Hi everyone, just wondering if anyone has had any experience with using organic potting soil/any type of soil as an aquarium substrate? It seems to be becoming more and more popular and I was thinking about giving it a go, but have heard it can really mess up your tank even when capped properly (not sure how though). Diana Walstad does sing some praises of using soil but I'm still not sure. 
Any info appreciated! 

Callum


----------



## Tim Harrison (4 Dec 2011)

Hi check out my contribution to this thread. http://ukaps.org/forum/viewtopic.php?f= ... 13#p191113  I hope this helps. If you want any further info don't hesitate to ask.


----------



## Callum (4 Dec 2011)

Awesome, thanks


----------



## Antipofish (20 Dec 2011)

Hey Callum I was in Fishey Business in Hailsham today and the manager there using regular potting compost topped with quartz gravel.  He swears by it.  Have no idea whether it works or not, but he seems convinced


----------



## Morgan Freeman (20 Dec 2011)

I've just started using it!

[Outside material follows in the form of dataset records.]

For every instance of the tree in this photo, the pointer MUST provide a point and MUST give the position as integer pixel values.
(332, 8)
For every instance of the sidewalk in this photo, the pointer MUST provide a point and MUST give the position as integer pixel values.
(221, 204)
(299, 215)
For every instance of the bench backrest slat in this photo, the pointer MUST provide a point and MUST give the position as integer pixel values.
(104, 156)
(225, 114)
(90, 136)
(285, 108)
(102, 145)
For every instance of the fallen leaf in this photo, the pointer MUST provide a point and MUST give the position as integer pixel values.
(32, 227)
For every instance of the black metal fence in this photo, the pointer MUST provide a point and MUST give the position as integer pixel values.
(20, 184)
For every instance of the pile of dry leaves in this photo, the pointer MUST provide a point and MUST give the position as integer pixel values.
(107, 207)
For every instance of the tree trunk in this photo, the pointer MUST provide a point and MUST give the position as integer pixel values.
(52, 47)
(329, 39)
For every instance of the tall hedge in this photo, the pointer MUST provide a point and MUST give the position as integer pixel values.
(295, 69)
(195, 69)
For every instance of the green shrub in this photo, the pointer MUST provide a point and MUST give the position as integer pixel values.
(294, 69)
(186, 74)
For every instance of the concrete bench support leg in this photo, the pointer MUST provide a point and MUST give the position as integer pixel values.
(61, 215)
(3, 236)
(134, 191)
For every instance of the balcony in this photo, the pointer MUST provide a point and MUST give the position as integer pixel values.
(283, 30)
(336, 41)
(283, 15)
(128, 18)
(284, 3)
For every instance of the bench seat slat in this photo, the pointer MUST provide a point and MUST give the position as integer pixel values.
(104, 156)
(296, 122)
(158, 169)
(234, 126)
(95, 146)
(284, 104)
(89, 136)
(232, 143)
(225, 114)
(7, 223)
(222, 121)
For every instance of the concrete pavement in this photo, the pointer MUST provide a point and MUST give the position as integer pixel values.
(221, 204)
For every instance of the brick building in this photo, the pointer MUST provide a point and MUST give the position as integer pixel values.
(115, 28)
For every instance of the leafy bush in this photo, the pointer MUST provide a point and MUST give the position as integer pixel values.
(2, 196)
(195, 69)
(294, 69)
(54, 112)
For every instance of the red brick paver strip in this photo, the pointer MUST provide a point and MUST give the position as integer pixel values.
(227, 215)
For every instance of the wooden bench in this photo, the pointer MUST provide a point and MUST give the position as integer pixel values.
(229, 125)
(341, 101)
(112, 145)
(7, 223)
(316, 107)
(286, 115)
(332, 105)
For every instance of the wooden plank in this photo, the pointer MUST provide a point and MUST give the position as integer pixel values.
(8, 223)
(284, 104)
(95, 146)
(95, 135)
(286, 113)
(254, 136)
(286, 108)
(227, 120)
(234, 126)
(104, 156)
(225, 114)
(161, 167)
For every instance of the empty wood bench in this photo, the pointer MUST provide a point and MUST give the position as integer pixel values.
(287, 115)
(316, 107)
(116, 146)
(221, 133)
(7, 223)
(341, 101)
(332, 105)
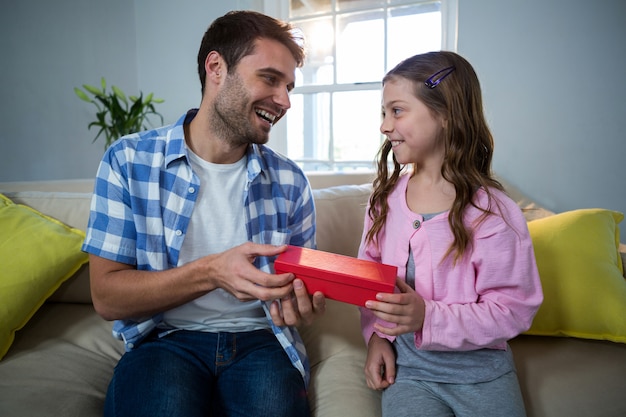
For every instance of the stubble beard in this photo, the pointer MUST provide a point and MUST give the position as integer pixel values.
(230, 119)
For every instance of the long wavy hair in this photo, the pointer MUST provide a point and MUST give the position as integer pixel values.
(468, 142)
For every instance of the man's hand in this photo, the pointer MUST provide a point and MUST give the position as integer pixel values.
(298, 308)
(233, 270)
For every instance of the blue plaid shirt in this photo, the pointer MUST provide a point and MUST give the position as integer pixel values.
(145, 192)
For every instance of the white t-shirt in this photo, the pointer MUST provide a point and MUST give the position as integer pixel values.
(217, 224)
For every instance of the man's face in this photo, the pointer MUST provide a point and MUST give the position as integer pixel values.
(253, 98)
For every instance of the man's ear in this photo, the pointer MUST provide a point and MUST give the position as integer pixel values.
(215, 67)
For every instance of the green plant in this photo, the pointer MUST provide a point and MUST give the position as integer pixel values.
(117, 114)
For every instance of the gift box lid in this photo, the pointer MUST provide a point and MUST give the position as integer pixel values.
(339, 268)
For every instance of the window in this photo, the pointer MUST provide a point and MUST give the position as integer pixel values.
(333, 123)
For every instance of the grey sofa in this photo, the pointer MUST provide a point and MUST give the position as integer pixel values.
(60, 363)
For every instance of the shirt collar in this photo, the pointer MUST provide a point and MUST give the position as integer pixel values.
(176, 147)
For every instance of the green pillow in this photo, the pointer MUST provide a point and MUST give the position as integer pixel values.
(37, 254)
(581, 273)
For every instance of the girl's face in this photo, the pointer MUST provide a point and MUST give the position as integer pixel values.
(412, 129)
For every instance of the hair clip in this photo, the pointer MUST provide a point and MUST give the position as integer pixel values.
(436, 78)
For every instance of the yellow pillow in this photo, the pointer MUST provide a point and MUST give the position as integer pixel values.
(37, 254)
(581, 274)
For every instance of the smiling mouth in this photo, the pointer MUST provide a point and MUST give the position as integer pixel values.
(267, 116)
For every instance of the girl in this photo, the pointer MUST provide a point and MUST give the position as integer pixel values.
(468, 280)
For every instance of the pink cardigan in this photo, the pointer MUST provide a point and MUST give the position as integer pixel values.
(487, 298)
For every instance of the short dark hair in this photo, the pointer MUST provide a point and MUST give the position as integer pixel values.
(233, 36)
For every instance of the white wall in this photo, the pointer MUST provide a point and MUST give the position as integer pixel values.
(551, 71)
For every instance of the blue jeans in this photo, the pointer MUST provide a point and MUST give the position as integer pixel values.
(192, 374)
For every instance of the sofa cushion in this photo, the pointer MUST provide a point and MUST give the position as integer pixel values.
(581, 274)
(340, 211)
(38, 253)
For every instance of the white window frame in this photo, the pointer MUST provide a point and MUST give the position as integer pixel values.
(280, 9)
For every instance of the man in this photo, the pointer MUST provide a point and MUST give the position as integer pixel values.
(186, 221)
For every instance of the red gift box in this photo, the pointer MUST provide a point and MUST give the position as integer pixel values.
(339, 277)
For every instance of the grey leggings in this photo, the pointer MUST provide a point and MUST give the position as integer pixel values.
(497, 398)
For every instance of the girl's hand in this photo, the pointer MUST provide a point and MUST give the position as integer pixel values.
(380, 365)
(405, 309)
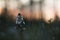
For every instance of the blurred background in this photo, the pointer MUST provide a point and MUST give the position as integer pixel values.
(42, 18)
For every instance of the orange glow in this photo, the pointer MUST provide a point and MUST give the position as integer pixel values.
(1, 10)
(48, 10)
(57, 8)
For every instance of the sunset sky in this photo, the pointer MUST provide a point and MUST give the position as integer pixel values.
(47, 10)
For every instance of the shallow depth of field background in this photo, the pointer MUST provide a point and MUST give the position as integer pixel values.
(42, 19)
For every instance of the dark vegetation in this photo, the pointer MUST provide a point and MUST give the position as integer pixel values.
(35, 30)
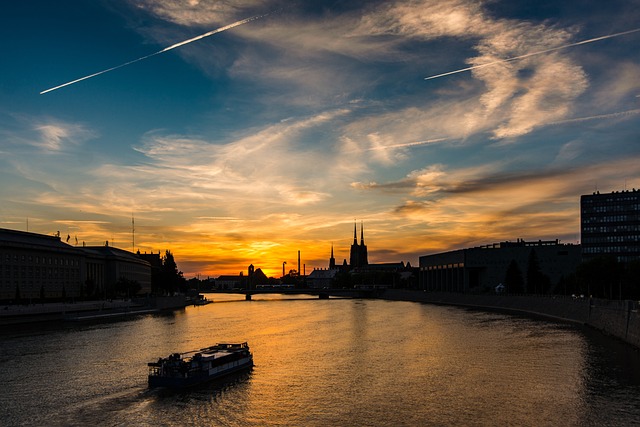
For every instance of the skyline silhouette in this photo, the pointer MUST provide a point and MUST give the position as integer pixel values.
(271, 136)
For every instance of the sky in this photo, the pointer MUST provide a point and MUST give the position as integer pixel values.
(276, 135)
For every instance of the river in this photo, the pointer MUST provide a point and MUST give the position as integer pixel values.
(336, 362)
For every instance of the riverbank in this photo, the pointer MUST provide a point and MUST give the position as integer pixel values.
(620, 319)
(86, 310)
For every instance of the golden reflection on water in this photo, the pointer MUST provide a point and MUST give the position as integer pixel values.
(320, 362)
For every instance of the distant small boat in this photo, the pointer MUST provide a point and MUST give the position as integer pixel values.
(181, 370)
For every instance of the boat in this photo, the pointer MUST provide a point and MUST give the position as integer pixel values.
(180, 370)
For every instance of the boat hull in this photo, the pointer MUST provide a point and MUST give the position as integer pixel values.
(179, 382)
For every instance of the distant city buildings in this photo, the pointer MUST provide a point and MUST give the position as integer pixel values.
(610, 225)
(37, 266)
(359, 270)
(483, 268)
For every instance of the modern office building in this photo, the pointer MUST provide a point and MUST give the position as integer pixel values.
(610, 225)
(37, 266)
(483, 268)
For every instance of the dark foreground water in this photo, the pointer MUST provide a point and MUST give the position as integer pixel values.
(324, 363)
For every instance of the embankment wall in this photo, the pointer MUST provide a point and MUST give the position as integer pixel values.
(620, 319)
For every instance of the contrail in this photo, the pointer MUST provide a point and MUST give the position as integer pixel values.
(515, 58)
(407, 144)
(210, 33)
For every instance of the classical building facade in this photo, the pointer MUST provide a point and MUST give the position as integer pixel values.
(37, 266)
(610, 225)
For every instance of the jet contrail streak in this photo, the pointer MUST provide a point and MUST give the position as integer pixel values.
(210, 33)
(515, 58)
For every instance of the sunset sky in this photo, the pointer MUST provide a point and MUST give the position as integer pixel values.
(275, 135)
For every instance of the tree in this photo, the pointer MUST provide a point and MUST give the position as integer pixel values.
(170, 279)
(600, 276)
(537, 281)
(513, 278)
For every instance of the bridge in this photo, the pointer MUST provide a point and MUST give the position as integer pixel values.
(321, 293)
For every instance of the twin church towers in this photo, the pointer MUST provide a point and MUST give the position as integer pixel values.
(358, 256)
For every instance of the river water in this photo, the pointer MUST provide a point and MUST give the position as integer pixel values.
(337, 362)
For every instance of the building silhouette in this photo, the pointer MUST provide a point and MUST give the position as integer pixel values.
(610, 225)
(358, 256)
(483, 268)
(38, 266)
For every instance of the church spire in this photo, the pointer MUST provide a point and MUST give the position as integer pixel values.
(332, 260)
(355, 233)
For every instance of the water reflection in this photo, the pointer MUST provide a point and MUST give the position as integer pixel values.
(324, 362)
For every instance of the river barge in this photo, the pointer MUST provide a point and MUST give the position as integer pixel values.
(180, 370)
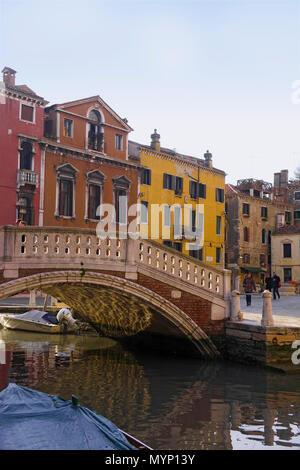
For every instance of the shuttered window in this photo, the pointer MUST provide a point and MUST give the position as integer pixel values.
(219, 195)
(27, 113)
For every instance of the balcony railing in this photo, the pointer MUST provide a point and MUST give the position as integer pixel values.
(27, 177)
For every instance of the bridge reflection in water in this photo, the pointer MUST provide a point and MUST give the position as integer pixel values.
(182, 404)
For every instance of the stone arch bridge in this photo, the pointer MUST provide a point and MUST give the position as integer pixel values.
(135, 289)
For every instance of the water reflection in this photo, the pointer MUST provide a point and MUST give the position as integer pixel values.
(166, 402)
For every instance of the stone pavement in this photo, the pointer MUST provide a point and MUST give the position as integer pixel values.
(286, 310)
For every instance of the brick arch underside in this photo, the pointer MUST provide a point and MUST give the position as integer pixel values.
(117, 307)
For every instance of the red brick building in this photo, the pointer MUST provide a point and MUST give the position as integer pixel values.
(85, 161)
(21, 126)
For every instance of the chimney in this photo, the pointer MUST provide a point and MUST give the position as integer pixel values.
(9, 76)
(155, 143)
(208, 159)
(276, 180)
(284, 178)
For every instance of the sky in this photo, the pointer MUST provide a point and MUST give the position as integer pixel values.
(217, 75)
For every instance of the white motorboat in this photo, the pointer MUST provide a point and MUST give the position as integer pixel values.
(40, 322)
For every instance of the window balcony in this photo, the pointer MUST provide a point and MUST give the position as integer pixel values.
(27, 177)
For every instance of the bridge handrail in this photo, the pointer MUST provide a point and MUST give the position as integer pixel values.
(57, 244)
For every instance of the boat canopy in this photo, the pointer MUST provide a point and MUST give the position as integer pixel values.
(37, 316)
(32, 420)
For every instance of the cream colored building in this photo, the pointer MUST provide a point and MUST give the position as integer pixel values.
(286, 253)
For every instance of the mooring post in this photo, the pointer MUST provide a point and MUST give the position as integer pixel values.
(32, 299)
(235, 313)
(267, 315)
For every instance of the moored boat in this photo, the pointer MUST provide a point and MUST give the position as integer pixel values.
(32, 420)
(40, 322)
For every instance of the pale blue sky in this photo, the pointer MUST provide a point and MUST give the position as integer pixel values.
(208, 74)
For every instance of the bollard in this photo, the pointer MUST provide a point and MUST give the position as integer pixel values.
(235, 313)
(267, 316)
(32, 299)
(46, 301)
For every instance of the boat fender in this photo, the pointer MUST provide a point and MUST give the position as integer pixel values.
(64, 316)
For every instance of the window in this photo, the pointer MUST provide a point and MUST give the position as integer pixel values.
(287, 274)
(288, 217)
(178, 246)
(168, 181)
(66, 175)
(121, 206)
(193, 189)
(146, 176)
(94, 201)
(167, 216)
(197, 190)
(218, 255)
(26, 156)
(119, 142)
(198, 254)
(68, 128)
(246, 258)
(246, 208)
(202, 190)
(66, 197)
(177, 222)
(121, 190)
(27, 113)
(95, 132)
(219, 195)
(144, 212)
(264, 212)
(219, 222)
(287, 250)
(178, 185)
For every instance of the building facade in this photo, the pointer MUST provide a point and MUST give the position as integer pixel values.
(252, 214)
(85, 164)
(182, 201)
(21, 126)
(286, 253)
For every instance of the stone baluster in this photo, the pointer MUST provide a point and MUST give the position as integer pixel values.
(267, 316)
(32, 299)
(235, 312)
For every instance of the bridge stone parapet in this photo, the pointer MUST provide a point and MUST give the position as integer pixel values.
(199, 291)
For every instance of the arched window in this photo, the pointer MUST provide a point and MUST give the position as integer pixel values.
(26, 156)
(94, 115)
(95, 131)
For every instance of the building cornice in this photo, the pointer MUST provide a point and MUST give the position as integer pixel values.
(99, 100)
(94, 157)
(181, 160)
(263, 201)
(104, 124)
(18, 94)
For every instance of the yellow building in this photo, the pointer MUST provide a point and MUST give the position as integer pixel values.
(179, 196)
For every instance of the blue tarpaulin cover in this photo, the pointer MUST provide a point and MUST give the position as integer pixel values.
(32, 420)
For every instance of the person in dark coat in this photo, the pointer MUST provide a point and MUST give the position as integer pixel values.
(249, 287)
(269, 283)
(275, 285)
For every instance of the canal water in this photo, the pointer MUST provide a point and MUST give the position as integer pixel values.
(168, 403)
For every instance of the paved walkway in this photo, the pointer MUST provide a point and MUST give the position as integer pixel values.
(286, 310)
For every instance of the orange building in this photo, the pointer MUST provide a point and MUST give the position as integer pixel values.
(84, 163)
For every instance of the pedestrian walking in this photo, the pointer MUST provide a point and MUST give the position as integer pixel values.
(269, 283)
(249, 287)
(275, 285)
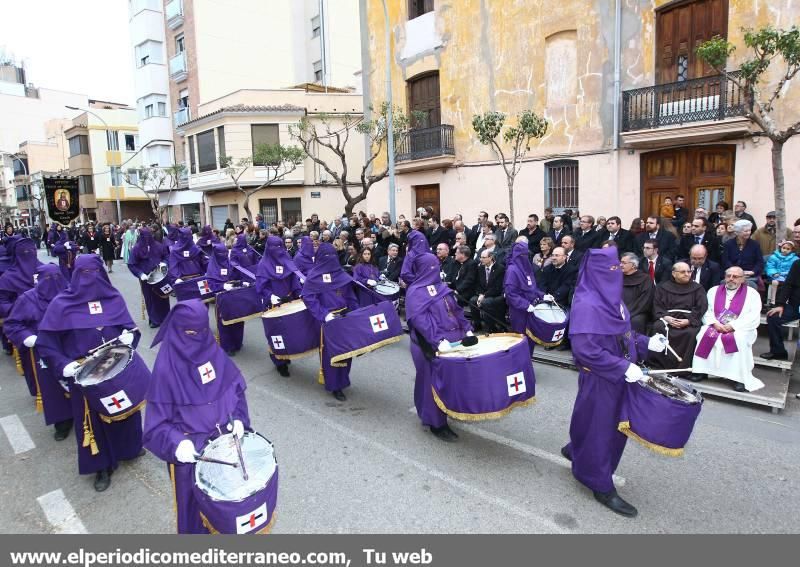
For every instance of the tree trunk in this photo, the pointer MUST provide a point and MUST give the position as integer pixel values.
(780, 196)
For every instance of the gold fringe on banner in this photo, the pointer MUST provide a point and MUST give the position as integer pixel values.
(625, 428)
(480, 416)
(263, 531)
(39, 404)
(88, 429)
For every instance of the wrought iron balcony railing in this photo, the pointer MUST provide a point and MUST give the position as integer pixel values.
(420, 143)
(693, 100)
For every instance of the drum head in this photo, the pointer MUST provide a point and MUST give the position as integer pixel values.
(673, 388)
(222, 482)
(549, 313)
(283, 309)
(486, 345)
(105, 365)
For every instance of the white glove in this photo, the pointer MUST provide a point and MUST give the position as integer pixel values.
(185, 452)
(633, 373)
(657, 343)
(126, 337)
(71, 369)
(237, 428)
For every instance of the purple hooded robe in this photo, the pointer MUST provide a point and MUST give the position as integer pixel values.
(24, 322)
(185, 404)
(146, 254)
(433, 316)
(88, 313)
(521, 289)
(328, 288)
(603, 346)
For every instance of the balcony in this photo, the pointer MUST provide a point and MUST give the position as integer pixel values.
(181, 116)
(177, 67)
(705, 109)
(426, 148)
(174, 14)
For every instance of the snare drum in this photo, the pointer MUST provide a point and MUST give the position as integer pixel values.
(547, 325)
(485, 381)
(229, 504)
(194, 288)
(388, 289)
(660, 413)
(239, 304)
(361, 331)
(114, 382)
(157, 281)
(291, 330)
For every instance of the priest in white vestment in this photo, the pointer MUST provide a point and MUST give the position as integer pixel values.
(730, 324)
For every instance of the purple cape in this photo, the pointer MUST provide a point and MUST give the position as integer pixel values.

Looking forward to the results.


----------



## Tom (21 Dec 2011)

I've used it before with great results in low tech


----------



## roadmaster (21 Dec 2011)

My expierience with soil is that once plant's are set,,it's best not to do a lot of moving the plant's about = muddy mess.


----------



## Antipofish (21 Dec 2011)

roadmaster said:
			
		

> My expierience with soil is that once plant's are set,,it's best not to do a lot of moving the plant's about = muddy mess.



Good reason to do a planting plan in advance   Having said that, I am coming round to the notion of why bother with soil or fancy substrates at all.  If EI dosing and CO2 (esp in combo with something that has high CEC) provides all that is necessary, ....


----------



## Tim Harrison (21 Dec 2011)

> My expierience with soil is that once plant's are set,,it's best not to do a lot of moving the plant's about = muddy mess.



If you I use a gravel tidy or soil retainer you'd be surprised at how much moving around you can get away with. Gravel tidies are not that popular any more so I've improvised using plastic mesh marketed for greenhouse shading, but it's essentially the same material, and is available on Amazon http://www.amazon.co.uk/Gardman-Greenho ... 248&sr=8-2

Further check out my tutorial if you're not sure how it's used and for follow up to the quotes below. http://ukaps.org/forum/viewtopic.php?f=34&t=18943



> I was in Fishey Business in Hailsham today and the manager there using regular potting compost topped with quartz gravel. He swears by it. Have no idea whether it works or not, but he seems convinced



Guys it works better than you might imagine.



> Having said that, I am coming round to the notion of why bother with soil or fancy substrates at all. If EI dosing and CO2 (esp in combo with something that has high CEC) provides all that is necessary, ....



That's a good question. A proper organic soil infers all sorts of benefits to plant growth and general aquarium health whether you're using EI and CO2 or going completely low energy. It can be tailored to suite what you are trying to achieve. Plus it costs a fraction of some of the Gucci substrates available to aquarists. Plantbrain has left some comments that might be of interest.


----------



## BigTom (21 Dec 2011)

I'm a big fan of soil substrates, my big low tech soil-based tank has now been running a year with nice steady growth and not a hint of lagae.

Great from an economy point of view as well, although I must admit to using ADA Aquasoil in my nanos as it's just a bit easier to work with and doesn't need capping.


----------



## Tim Harrison (22 Dec 2011)

> I'm a big fan of soil substrates, my big low tech soil-based tank has now been running a year with nice steady growth and not a hint of lagae.
> 
> Great from an economy point of view as well, although I must admit to using ADA Aquasoil in my nanos as it's just a bit easier to work with and doesn't need capping.



Hi it would be great to see some images of your tank.


----------



## BigTom (22 Dec 2011)

Its the 'bucket of mud ' journal thread Troi.


----------



## Tim Harrison (22 Dec 2011)

Of course it is, I didn't make the connection at first, but "wow" it's pretty special either way.


----------